The coronavirus pandemic has also created stress on adults through the loss of jobs or economic issues.  Families confined to their homes due to quarantine restrictions increases the danger of domestic abuse, but because of public health regulations, certain child protective services are not currently available.  Heightened tension in households due to COVID-19-induced stress contributes to violence.  Sixty-six percent of countries reported that the coronavirus pandemic disrupted response services against domestic violence, according to data.unicef.org. 

Isolation under quarantine restrictions is influencing children’s social development, according to ncbi.gov.  Loneliness will impact the future mental health of children, whether it is coping with a loss of a loved one or separation from family members.  Socializing is also important for child development.  Understanding and communicating with those around them in a classroom expand necessary social skills at a young age.  These interactions help children to comprehend their emotions and those of others, which is useful for their behavior as adults.  Isolation also increases the possibility of depression and anxiety in children, even after quarantine ends. 

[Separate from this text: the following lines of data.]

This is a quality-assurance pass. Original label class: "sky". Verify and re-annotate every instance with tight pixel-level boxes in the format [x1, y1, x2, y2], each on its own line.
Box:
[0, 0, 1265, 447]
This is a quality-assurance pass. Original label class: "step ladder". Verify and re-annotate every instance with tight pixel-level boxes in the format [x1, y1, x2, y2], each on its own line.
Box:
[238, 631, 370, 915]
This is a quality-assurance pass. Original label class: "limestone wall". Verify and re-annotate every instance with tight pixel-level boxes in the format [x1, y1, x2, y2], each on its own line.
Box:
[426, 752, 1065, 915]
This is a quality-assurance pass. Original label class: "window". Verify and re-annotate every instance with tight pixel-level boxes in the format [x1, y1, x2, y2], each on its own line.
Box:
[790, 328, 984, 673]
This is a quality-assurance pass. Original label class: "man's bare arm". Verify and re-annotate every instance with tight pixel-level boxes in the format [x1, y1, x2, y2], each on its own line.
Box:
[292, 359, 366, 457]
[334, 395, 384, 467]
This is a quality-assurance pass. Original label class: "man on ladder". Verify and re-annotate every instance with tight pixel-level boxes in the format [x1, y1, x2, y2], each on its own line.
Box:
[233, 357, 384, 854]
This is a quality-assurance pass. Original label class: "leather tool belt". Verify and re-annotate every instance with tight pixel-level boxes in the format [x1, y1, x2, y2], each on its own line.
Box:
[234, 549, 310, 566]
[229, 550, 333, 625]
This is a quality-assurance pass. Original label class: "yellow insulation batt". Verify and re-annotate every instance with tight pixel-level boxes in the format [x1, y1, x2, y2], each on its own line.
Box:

Students attend school in person at an elementary school in Stamford, CT while wearing masks and socially distancing.  Courtesy of Mr. John Moore

The psychological issues that the coronavirus pandemic introduced could lead to a rise in the likelihood of mental illnesses throughout adulthood.  Higher numbers of young children are experiencing depression, anxiety, and trauma, according to nbcnews.comDuring the COVID-19 lockdown of March 2020, emergency departments detected an increase in mental health-related visits from children.  Visits pertaining to the mental health of children aged 5 to 11 increased 24 percent and visits from teenagers aged 12 to 17 increased 31 percent, according to cdc.gov. 

Dr. Melissa Otero, School Psychologist and Lead Wellness Strand of the Department of Student Support Services, acknowledges the barriers children face due to coronavirus pandemic and their effect on childhood development. 

“Research is showing an increase in pandemic-related depression and anxiety in children and teenagers due to social isolation, anxiety around getting sick, and disruptions to daily life and schooling. Students who have not been able to attend school in-person have been hit particularly hard, as the school day provides so many opportunities for connection that are difficult to replicate on zoom,” Dr. Otero said.  “Additionally, there is a very real fatigue factor when it comes to zoom.  In face-to-face conversation, there are natural pauses and breaks in conversation, but on zoom, we are getting near-constant eye contact, which adds to the intensity.  We are also forced to stare at ourselves, which does not happen in face-to-face interactions, and this can lead to more frequent self-evaluation and self-criticism.”